FDOT secretary Mike Dew in a June 28 letter had given Conduent until today to address its inability to process SunPass charges and correct problems with customer service technology.
Amoriell said in his letter that Conduent is communicating daily with FDOT and Florida's Turnpike Enterprise, which oversees SunPass, and promised weekly updates on the project.
Kim Poulton, spokeswoman for the turnpike agency, said in an email on Tuesday that Florida will continue to hold Conduent accountable for the delays it has caused.
"(FDOT) will be enforcing all penalty clauses of the contract to the maximum extent possible," Poulton said.
On Monday, July 9, the Tampa Bay Times filed a public records request to obtain a copy of the original contract between Conduent (formerly part of Xerox Corp.) and FDOT from 2015 and view the penalty clauses. FDOT Communications Director Ed Seifert sent the 1,575-page contract to the Times Thursday afternoon, after this initial story was published.
Seifert said the state wouldn't decide how to deal with Conduent's responsibility for the SunPass troubles until after the Thursday deadline.
"After that point, we'll have a better idea of how to move forward," Seifert said.
Conduent has started chipping away at the backlog of at least 100 million charges, processing the older charges at a faster rate than SunPass customers pass through the toll booths every day. According to an FTE news release, the contractor had processed more than 28 million of the pending charges as of Wednesday and will continue to process at least 8 million charges each day.
"We will commit that customers will not be overcharged," Amoriell said in the letter.
Amoriell said Conduent has already made "substantial improvements" to fix the month-long issues.

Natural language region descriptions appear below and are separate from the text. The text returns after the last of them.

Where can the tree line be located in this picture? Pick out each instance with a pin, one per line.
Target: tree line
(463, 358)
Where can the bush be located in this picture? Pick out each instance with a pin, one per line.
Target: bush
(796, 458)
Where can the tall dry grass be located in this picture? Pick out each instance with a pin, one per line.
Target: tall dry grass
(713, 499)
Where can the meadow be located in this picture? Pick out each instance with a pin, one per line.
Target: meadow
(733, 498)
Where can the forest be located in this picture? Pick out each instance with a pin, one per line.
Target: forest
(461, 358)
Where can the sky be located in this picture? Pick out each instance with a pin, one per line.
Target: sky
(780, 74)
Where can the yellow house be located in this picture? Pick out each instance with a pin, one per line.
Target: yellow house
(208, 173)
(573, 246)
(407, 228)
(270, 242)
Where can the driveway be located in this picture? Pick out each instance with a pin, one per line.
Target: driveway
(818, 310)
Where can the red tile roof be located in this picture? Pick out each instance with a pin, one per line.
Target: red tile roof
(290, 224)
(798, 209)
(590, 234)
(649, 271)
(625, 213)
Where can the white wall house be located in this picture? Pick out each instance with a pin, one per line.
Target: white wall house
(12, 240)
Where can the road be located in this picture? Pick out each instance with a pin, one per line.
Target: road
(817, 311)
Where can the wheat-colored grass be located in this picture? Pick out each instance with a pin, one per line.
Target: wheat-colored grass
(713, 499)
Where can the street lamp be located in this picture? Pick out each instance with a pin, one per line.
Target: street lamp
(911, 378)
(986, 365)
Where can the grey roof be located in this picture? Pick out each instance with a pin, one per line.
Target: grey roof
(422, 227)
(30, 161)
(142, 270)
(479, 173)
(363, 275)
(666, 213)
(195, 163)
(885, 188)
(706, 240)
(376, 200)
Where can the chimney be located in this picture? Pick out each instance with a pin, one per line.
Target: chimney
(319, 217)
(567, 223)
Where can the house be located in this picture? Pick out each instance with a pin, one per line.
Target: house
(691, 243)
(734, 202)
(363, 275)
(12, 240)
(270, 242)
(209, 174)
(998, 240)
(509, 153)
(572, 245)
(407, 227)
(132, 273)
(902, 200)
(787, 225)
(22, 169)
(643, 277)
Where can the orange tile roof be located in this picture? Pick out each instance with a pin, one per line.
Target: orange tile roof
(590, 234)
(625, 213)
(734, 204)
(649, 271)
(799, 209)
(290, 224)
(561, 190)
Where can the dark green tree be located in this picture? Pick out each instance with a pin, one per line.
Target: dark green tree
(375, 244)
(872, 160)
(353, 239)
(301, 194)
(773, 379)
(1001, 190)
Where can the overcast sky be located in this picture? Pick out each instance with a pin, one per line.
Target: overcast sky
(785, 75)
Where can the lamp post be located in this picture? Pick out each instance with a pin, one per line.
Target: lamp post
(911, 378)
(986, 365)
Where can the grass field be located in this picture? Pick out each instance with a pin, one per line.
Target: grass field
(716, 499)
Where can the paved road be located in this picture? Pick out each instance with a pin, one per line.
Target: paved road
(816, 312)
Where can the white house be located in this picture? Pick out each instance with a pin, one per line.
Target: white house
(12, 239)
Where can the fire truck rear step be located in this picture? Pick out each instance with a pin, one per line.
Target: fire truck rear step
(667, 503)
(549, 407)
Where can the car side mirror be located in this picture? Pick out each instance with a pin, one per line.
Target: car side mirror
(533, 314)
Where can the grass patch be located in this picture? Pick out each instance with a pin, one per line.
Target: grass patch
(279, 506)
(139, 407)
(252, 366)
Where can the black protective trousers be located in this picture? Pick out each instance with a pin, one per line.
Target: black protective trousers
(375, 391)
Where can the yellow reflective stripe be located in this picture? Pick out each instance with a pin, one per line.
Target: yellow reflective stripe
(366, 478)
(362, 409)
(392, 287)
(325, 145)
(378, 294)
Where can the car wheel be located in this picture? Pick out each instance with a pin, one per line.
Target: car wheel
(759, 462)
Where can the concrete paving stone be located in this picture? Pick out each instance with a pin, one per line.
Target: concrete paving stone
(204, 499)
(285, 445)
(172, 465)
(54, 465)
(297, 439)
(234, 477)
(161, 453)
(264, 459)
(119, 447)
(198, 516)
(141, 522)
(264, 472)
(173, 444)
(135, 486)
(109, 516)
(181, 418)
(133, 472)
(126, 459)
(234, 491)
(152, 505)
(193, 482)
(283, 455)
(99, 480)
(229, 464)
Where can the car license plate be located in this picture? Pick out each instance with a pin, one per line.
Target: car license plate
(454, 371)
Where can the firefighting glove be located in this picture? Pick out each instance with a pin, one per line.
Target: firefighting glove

Its customer service website has been updated and Conduent has sent letters to customers notifying them of multiple charges that were inaccurately posted to their accounts. SunPass' problems also prevented customers from being able to pay for parking at Tampa International Airport, but Amoriell said that has been fixed.
Conduent said it has also hired 40 new staff members to process the remaining unprocessed charges and has upgraded customer service training and technology to handle increased calls.